About a month ago, while running with my iPod on shuffle, I hatched a plan. A crazy one. I decided I was going to choose a song and listen to it every single day for a year. I figured that, if it didn’t put me in a padded room, this
stunt exercise would help me explore the boundaries of how deeply I could connect with a song. Would I grow to hate it? Would I hear things that had previously gone unnoticed? Would it start to seem abstract, like words do when you say or read them too many times? So many questions, but one stood head and shoulders above the rest:
After weeks of careful consideration, I’ve chosen Bob Marley’s “Three Little Birds.” Here’s my reasoning:
- I like it.
In some ways, “Three Little Birds” is more an institution than a song — it’s been covered by everyone under the sun and has appeared in countless movies, TV shows, and commercials (most recently in an episode of HBO’s Hard Knocks and perhaps most notably in I Am Legend). It’s such a fundamental part of the musical universe that it feels almost weird to say I “like” it — sort of like saying you “like” gravity — but regardless, I do enjoy it. What’s even more important, though, is that I don’t love it. I wouldn’t try this with “The Weight” or “Wagon Wheel,” because I wouldn’t want to risk hating them after a year.

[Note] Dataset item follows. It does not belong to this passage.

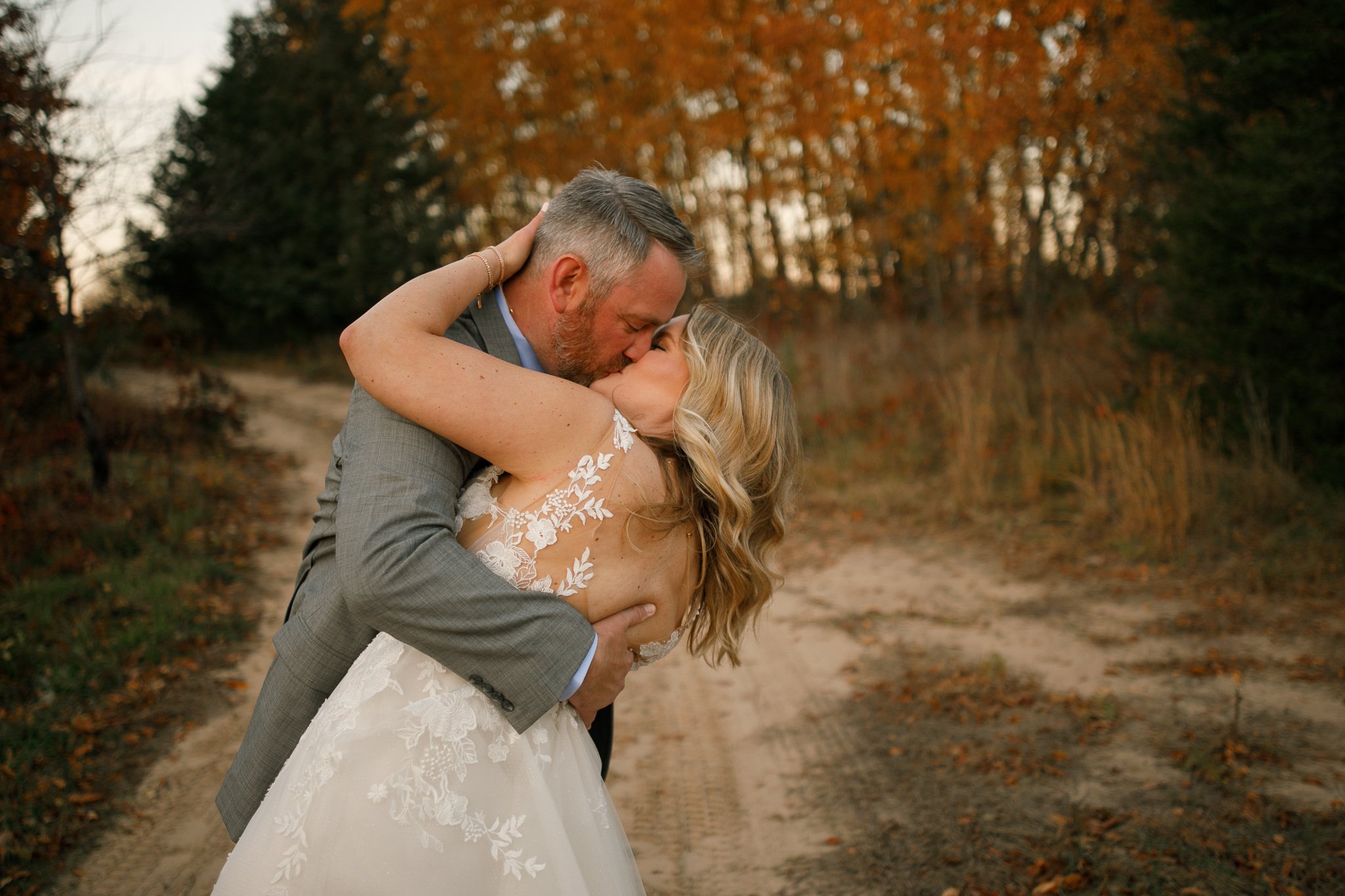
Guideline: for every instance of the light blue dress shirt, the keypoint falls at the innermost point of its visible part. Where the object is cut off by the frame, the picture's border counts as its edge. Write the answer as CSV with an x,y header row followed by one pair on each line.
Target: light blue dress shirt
x,y
531,363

- I’ve already heard it a zillion times.
One of my biggest worries was that I’d accidentally pick a song with a bad note or off-key vocal harmony that would slowly and insidiously eat away at my sanity, day after day, wince after wince, until I started hearing the bad note when it wasn’t even playing, Tell-Tale-Heart-style. No thank you. Like most people, I’ve heard “Three Little Birds” more times than I can count, and as far as I can tell, there are no poisonous tones lurking in its waters. (I sincerely hope I didn’t just jinx myself by typing that.)
- I think it can help me.
This one requires a little more explanation.
I worry too much. Always have. I have stories upon stories of childhood anxiety that would make you cringe, and if I’m being completely honest, I never really stopped collecting them. But as ingrained as worrying has been my whole life, I still like to think of myself as an optimist. And it’s with that spirit that I’m hoping I can (forgive the expression) kill two birds and use the framework of this year-long challenge to my advantage, unleashing the psychological power of repetition on a part of my brain I’d like to rearrange. If Britney Spears on repeat can break Gitmo prisoners, why couldn’t Bob Marley convince me to chill the fuck out?
I have no idea if this will actually work — I don’t even know how I’ll know if it does — but I hope you’ll read along as I check in periodically and share thoughts and preliminary findings. For now, I can tell you that I started the challenge yesterday, on my 29th birthday, and I’m more excited than ever to find out what my next trip around the Sun has in store.